This is how it used to be:

My first serious camera was a Praktica. When I purchased it I didn’t understand it was an integral part of the great communist plot to undermine the moral of decadent Western youth by making them permanently disappointed.  Remember the Trabant?  well a Praktica was the same thing but with a lens.  When it failed to work, not long after I had bought it, the guy in the shop said, ‘they do that and there is nothing I can do,’  It was my first experience of the cold war.  If they had sold enough cameras they may well have won but I was saved, as were many others, by the timely intervention of the Japanese.
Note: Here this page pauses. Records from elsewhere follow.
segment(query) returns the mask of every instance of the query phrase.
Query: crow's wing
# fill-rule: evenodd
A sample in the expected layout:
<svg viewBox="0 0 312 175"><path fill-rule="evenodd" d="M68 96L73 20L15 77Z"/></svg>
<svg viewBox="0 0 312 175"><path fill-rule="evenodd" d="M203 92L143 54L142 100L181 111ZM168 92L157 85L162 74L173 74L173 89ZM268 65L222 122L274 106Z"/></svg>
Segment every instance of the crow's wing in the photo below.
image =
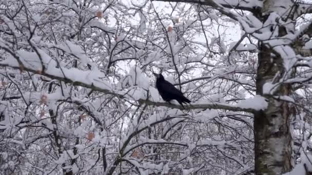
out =
<svg viewBox="0 0 312 175"><path fill-rule="evenodd" d="M169 94L168 95L174 96L183 95L182 92L176 88L172 84L166 80L160 82L159 88L165 94Z"/></svg>

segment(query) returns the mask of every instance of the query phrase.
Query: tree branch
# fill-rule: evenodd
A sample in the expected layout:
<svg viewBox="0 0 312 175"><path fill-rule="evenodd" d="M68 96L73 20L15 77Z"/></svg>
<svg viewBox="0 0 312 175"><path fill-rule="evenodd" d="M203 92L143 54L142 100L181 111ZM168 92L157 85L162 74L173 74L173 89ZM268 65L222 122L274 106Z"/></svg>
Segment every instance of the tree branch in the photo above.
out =
<svg viewBox="0 0 312 175"><path fill-rule="evenodd" d="M179 104L170 104L167 102L155 102L149 100L143 100L140 99L139 102L142 103L145 103L147 105L154 105L157 106L164 106L168 107L173 108L180 109L181 110L184 108L182 106ZM198 110L198 109L215 109L215 110L229 110L231 111L236 112L245 112L250 113L254 113L258 110L256 109L248 107L243 107L242 106L236 106L234 105L227 104L225 103L221 103L218 102L211 102L205 104L191 104L185 105L183 106L185 110Z"/></svg>
<svg viewBox="0 0 312 175"><path fill-rule="evenodd" d="M248 1L199 1L199 0L152 0L152 1L163 1L166 2L177 2L185 3L199 4L201 5L209 6L216 7L216 4L218 3L225 8L230 9L235 9L238 10L247 10L252 12L256 9L261 9L262 7L259 6L254 5L255 3L250 3ZM259 3L260 4L260 3Z"/></svg>

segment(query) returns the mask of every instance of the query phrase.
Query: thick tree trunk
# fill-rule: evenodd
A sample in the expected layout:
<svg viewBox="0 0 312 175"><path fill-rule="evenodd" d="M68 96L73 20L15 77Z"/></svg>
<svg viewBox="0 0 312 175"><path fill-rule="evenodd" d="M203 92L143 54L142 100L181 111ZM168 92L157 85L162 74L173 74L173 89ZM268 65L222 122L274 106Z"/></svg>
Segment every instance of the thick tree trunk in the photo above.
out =
<svg viewBox="0 0 312 175"><path fill-rule="evenodd" d="M276 4L278 2L282 2L283 4L278 6ZM263 9L258 17L264 22L272 12L280 12L280 15L282 15L277 8L286 9L288 8L286 6L291 3L290 0L278 2L274 0L264 1ZM280 26L279 36L286 35L286 31L285 27ZM274 92L273 95L264 94L263 89L263 85L267 82L279 82L286 71L283 58L279 55L275 55L276 53L272 54L272 51L271 48L268 48L267 46L259 41L257 94L266 97L268 105L266 110L255 114L256 174L281 174L290 171L292 165L291 135L289 129L292 108L291 104L278 99L278 97L281 96L290 95L291 87L288 84L281 85Z"/></svg>
<svg viewBox="0 0 312 175"><path fill-rule="evenodd" d="M256 174L281 174L291 169L291 137L289 128L290 108L285 101L263 94L263 84L278 72L283 73L283 60L272 58L271 51L260 44L257 79L257 94L268 100L268 108L255 114L255 166ZM271 60L273 61L271 61ZM283 85L276 95L288 95L290 87Z"/></svg>

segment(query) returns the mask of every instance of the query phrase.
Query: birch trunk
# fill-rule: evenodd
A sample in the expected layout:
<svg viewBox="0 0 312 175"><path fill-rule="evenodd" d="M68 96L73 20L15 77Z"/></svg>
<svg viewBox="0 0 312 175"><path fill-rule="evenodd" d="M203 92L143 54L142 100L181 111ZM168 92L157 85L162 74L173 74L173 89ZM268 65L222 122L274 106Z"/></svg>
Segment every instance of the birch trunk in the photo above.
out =
<svg viewBox="0 0 312 175"><path fill-rule="evenodd" d="M285 12L285 9L291 4L290 0L265 1L259 16L264 23L271 12L283 15L282 12ZM289 29L294 29L288 27L280 26L279 36L286 35ZM283 84L274 95L264 94L263 85L267 82L278 82L286 70L283 58L272 54L271 48L261 41L259 48L257 93L268 99L268 105L266 110L255 113L255 172L256 174L281 174L292 168L289 119L292 113L290 104L278 100L278 97L290 95L292 90L290 85Z"/></svg>

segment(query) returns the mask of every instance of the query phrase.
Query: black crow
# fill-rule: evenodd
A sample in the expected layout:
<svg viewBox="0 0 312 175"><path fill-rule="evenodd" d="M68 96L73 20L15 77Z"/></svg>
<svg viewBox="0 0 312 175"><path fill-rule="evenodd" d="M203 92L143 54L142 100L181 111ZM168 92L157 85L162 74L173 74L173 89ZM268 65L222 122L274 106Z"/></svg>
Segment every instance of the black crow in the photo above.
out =
<svg viewBox="0 0 312 175"><path fill-rule="evenodd" d="M182 92L176 88L172 84L166 81L161 74L154 73L154 75L156 77L156 88L164 100L170 103L170 100L176 100L183 108L184 106L182 103L190 103L191 101L184 97Z"/></svg>

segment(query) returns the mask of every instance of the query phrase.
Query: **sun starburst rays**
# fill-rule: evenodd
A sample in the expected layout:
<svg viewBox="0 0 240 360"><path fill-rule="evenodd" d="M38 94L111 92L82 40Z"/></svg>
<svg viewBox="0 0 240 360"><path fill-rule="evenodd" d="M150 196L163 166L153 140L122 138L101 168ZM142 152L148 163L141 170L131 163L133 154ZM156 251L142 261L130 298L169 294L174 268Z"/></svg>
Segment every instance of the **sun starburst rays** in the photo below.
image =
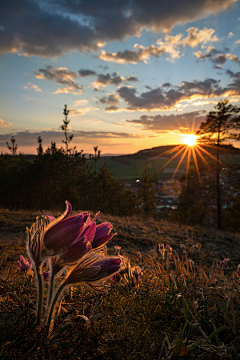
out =
<svg viewBox="0 0 240 360"><path fill-rule="evenodd" d="M181 124L179 124L179 128L184 129L184 127L181 126ZM198 132L196 131L196 129L195 129L195 119L193 119L191 126L189 126L189 124L187 124L187 129L188 129L188 133L182 134L182 136L184 137L184 144L174 146L171 150L167 150L167 151L165 151L165 152L158 155L158 157L161 157L161 156L164 156L166 154L169 155L171 153L175 153L160 168L160 171L162 171L164 168L166 168L174 159L179 157L179 161L178 161L178 163L176 165L176 168L174 169L173 175L171 177L171 178L174 178L175 175L177 174L179 168L181 167L181 165L183 164L183 162L184 162L184 160L186 158L186 160L185 160L186 161L186 175L185 175L186 179L187 179L188 174L189 174L189 170L190 170L190 167L191 167L191 160L192 160L192 163L194 164L196 172L197 172L199 183L201 184L201 173L200 173L200 163L199 163L199 161L201 161L203 164L205 164L206 167L209 170L211 169L211 166L210 166L210 163L208 161L209 160L208 158L211 158L216 163L219 163L222 166L227 166L227 165L224 164L219 159L217 159L210 151L207 151L206 148L205 148L205 147L209 147L211 149L216 150L216 148L217 148L216 146L213 146L213 145L210 145L210 144L201 144L200 145L200 141L201 141L201 138L202 138L202 131L198 131Z"/></svg>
True they tortured my grandfather to death but they sort of made up for it by manufacturing reliable cameras.

Whilst the East Germans were stealing my money the Yanks were at it as well but with a glossier approach.  ‘Buy our Kodak film and your images will last for ever,’  they said.  Well that may be the case if  processed under true laboratory conditions and not by someone called ‘Trueprint’ or ‘Max Spielman’ or dare I say ‘Boots’  As a result of believing all of the lies fed to me I am now the proud owner of a lifetimes memories on celluloid that quite frankly look as though they were developed in a mixture of sulphuric acid, shit, horsehair and snot.  The only decent negatives I have are the ones I processed in college darkrooms.

And then, when I had finally acquired a camera that worked,  there was the nerve racking process of trusting my priceless unprocessed film  to a UK government/trade union conspiracy called the GPO or, for those  too young to remember,  The General Post Office.  This meant that delivery to a laboratory was not guaranteed and neither was the return of the processed negatives and prints.  To be fair most of what I sent off was returned but not everything and it was just an all round nerve racking process.  I laboured for years with the suspicion that any success was by accident and not design.

In addition there was the belief that men with large telephoto lenses fell into the same camp as E type Jag owners and the large lens was compensation for a small penis. Being interested in photography was tough.

Things did get better when , by chance, I actually became a professional. I got to play with all of the lenses that I could not afford to buy, some of them were huge, and enjoyed being spat on by football supporters when being paid for having a  more privileged viewpoint than the ones they had paid for.

But even then the world of photography was one of Wizardry and High Priests who delighted in the ownership of the nomenclature.  A bit like lawyers, if you want to charge more use language no one else but the chosen can understand. Oh that would definitely include consultant surgeons.

And I feel sure that is why there are a few die- hards that want to hang on to the past,  they feel they have lost the power of exclusive knowledge.  Film is better than digital, vinyl is better than CD’s they don’t build cars like they used to. What planet are these people on?  The next time I whip out my tiny digital camera to take an image of one of my friends (I only have three) inserting a  ten year old scratched, finger marked CD, whilst stark naked, knowing full well that not only will I have a high quality instant record of the event but the sound will be faultless, I will say a little prayer of thanks to the Japanese. How can that be bettered?  By the way the friend was stark naked not me.

What’s not to like?

Lightweight cameras that  provide technically stunning images that can be manipulated in Photoshop minutes after they have been snapped. BRILLIANT!

The photo of the chicken and my daughters were both taken on the same afternoon and uploaded the same day. Other than changing the file size there is no Photoshop involved. Point, click and upload, job done!